I want to draw attention to one statistic provided by McHugh:

When children who reported transgender feelings were tracked without medical or surgical treatment at both Vanderbilt University and London’s Portman Clinic, 70%-80% of them spontaneously lost those feelings. Some 25% did have persisting feelings; what differentiates those individuals remains to be discerned.(Monte’s emphasis)

He also refers again to his reason for stopping sex surgery at Johns Hopkins: “surgically treated patients” were satisfied with the surgery, but didn’t experience relief from other “psychosocial” issues which he doesn’t detail here.

In this article, he produces a much more relevant study to his aims. The Karolinska Institute in Sweden conducted a 30+ year longitudinal study on over 300 people who had undergone SRS. He highlights two things. One, 10 years following the surgery brought about mental health issues, and two, the patients had a 20-fold suicide mortality rate when compared with the general population.

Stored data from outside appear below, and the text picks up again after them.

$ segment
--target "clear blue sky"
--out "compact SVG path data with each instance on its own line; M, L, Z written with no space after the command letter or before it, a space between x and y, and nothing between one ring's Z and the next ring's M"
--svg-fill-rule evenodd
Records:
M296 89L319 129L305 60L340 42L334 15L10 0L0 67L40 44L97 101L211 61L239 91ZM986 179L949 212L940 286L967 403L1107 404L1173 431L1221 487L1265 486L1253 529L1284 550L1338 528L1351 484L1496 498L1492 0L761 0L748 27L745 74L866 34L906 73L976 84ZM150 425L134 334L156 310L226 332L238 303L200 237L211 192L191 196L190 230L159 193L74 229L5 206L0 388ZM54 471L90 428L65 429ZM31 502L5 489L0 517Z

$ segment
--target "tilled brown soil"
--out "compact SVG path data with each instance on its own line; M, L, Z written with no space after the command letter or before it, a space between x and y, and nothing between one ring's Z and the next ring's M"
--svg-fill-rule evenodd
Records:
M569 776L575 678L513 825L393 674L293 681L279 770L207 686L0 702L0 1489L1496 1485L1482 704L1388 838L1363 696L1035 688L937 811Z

Concerning the Vanderbilt/Portman study, McHugh admits that no one knows for sure why gender dysphoria continues in 25% of individuals who experience it as children. With him, I don’t know what to do with this. It could have genetic or social contributors, or a combination of the two. We just don’t know. However, he’s the psychiatrist, and he doesn’t offer any alternatives to SRS (besides “devoted parenting” for children and adolescents) or help. If you’re a public intellectual offering your two cents, provide some solutions.

The second study concerns me. That suicide statistic is astounding. An article by Mari Brighe (about The Transadvocate here) critiquing McHugh’s op-ed detailed many of his misuses of data, including the following quote from the Karolinska study:

It is therefore important to note that the current study is only informative with respect to transsexuals persons health after sex reassignment; no inferences can be drawn as to the effectiveness of sex reassignment as a treatment for transsexualism. In other words, the results should not be interpreted such as sex reassignment per se increases morbidity and mortality. Things might have been even worse without sex reassignment. As an analogy, similar studies have found increased somatic morbidity, suicide rate, and overall mortality for patients treated for bipolar disorder and schizophrenia. This is important information, but it does not follow that mood stabilizing treatment or antipsychotic treatment is the culprit. (Monte’s emphasis)

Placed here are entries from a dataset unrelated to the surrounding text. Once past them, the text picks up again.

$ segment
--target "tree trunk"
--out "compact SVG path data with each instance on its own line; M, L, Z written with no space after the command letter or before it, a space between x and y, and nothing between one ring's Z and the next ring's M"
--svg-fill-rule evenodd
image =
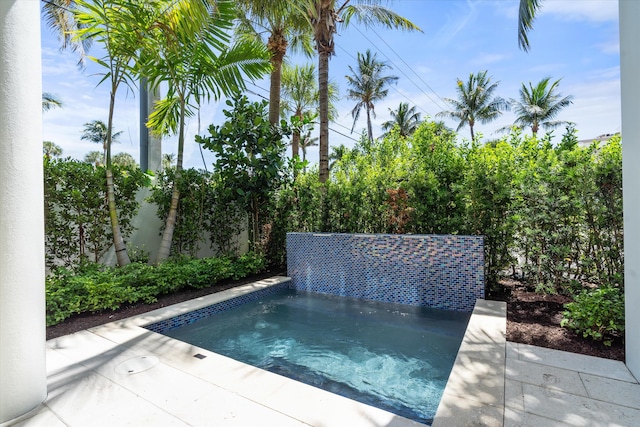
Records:
M329 179L329 52L321 51L318 59L318 92L320 95L320 182Z
M302 121L302 114L296 116ZM294 129L291 135L291 157L293 159L300 157L300 129Z
M287 52L287 40L282 30L274 30L267 42L271 54L271 82L269 84L269 123L277 125L280 119L280 80L282 61Z
M112 85L111 99L109 101L109 122L107 124L107 162L106 162L106 175L107 175L107 202L109 205L109 219L111 220L111 232L113 234L113 247L116 251L116 260L118 266L124 267L129 264L129 255L127 254L127 247L124 244L122 233L120 232L120 224L118 223L118 211L116 210L116 196L113 187L113 171L111 170L111 132L113 130L113 109L115 106L115 93L117 85Z
M182 158L184 154L184 114L185 103L180 100L180 127L178 133L178 159L176 160L176 173L173 178L173 191L171 193L171 204L167 213L167 220L164 224L162 240L156 257L156 264L165 261L171 253L171 242L173 241L173 231L176 228L176 218L178 217L178 202L180 202L180 190L178 184L182 178Z
M371 109L367 107L367 134L369 142L373 142L373 128L371 127Z

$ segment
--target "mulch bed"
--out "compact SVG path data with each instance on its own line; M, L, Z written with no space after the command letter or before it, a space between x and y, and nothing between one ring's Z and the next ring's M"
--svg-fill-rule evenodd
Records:
M516 280L502 280L501 285L503 292L493 299L507 302L507 341L624 361L622 340L607 347L560 327L570 297L538 294Z
M47 327L47 339L68 335L94 326L113 322L166 307L179 302L224 291L256 280L283 275L282 271L267 271L242 280L227 280L205 289L185 289L158 298L153 304L133 304L115 311L84 313L70 317L62 323ZM614 341L611 347L584 339L560 327L563 304L571 299L562 295L542 295L515 280L503 280L502 292L491 299L507 302L507 340L540 347L581 353L624 361L624 343Z

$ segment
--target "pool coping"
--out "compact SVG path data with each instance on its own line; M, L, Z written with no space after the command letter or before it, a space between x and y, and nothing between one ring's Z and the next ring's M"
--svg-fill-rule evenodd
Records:
M275 286L284 276L163 307L89 329L123 346L143 348L185 373L312 426L423 426L399 415L285 378L145 329L145 326ZM478 300L433 426L501 426L504 418L506 303ZM200 355L199 357L194 357ZM330 410L328 410L330 408Z

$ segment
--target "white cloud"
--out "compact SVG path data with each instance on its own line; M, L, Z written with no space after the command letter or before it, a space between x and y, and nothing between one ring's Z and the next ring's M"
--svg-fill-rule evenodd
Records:
M547 14L566 21L615 21L618 0L546 0L542 2L540 16Z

Further links in the article cite differences in androgen receptors between transgender and cisgender men and a difference in brain anatomy between transgender women who haven’t yet undergone hormonal treatment (the article calls them “male-to-female (MTF) transsexuals”) and cisgender men.

What I take from this is that transgender persons need more access to mental health resources, but that a ban on SRS in itself would not “fix” them. With high suicide rates, abuse from families of origin, mistreatment by police and hospitals, and homelessness, exclusionary tactics like negative labels are not helpful. Labels more often than not serve to categorize a group as “Not us,” that can then serve as a shield of indifference to real complaints, issues, and needs.

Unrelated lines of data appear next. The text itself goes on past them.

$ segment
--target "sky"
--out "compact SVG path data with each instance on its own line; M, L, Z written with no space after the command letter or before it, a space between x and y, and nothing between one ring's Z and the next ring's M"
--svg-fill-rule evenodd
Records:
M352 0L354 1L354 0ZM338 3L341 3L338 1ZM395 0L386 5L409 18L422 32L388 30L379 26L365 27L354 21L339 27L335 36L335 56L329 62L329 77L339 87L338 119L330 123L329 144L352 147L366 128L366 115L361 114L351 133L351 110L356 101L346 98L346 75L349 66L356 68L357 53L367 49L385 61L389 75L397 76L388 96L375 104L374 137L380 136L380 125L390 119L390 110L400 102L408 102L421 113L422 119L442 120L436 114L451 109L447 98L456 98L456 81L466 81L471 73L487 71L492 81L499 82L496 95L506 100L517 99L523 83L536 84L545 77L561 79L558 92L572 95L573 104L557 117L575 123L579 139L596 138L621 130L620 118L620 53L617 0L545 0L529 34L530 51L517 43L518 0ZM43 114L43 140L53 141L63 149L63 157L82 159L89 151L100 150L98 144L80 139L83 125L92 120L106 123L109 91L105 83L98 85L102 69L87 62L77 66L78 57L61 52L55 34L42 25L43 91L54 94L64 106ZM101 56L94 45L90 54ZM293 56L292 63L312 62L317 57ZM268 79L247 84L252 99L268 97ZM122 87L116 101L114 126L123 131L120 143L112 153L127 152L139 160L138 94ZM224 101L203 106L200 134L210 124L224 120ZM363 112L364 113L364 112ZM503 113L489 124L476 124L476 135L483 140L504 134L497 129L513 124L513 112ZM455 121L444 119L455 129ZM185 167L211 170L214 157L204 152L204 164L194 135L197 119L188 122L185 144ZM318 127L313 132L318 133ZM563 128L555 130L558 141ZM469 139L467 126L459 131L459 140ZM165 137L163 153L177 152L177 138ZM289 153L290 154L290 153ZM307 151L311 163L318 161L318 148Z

So is Caitlyn Jenner mentally ill on account of being transgender? The DSM says no. I think the question might be missing an issue, though. My question is, do Jenner and people like her have access to mental health, relational, financial, occupational, housing, and other resources that I enjoy because no one is obstructing my access according to my appearance? I guess a person could say, “Stop trying to be something you’re not. Make your appearance more normal and you won’t have these problems.” To me that’s like saying, “Stop practicing Christianity, because it’s against your nature. You won’t have relational problems associated with being resisted because of your religious observance.”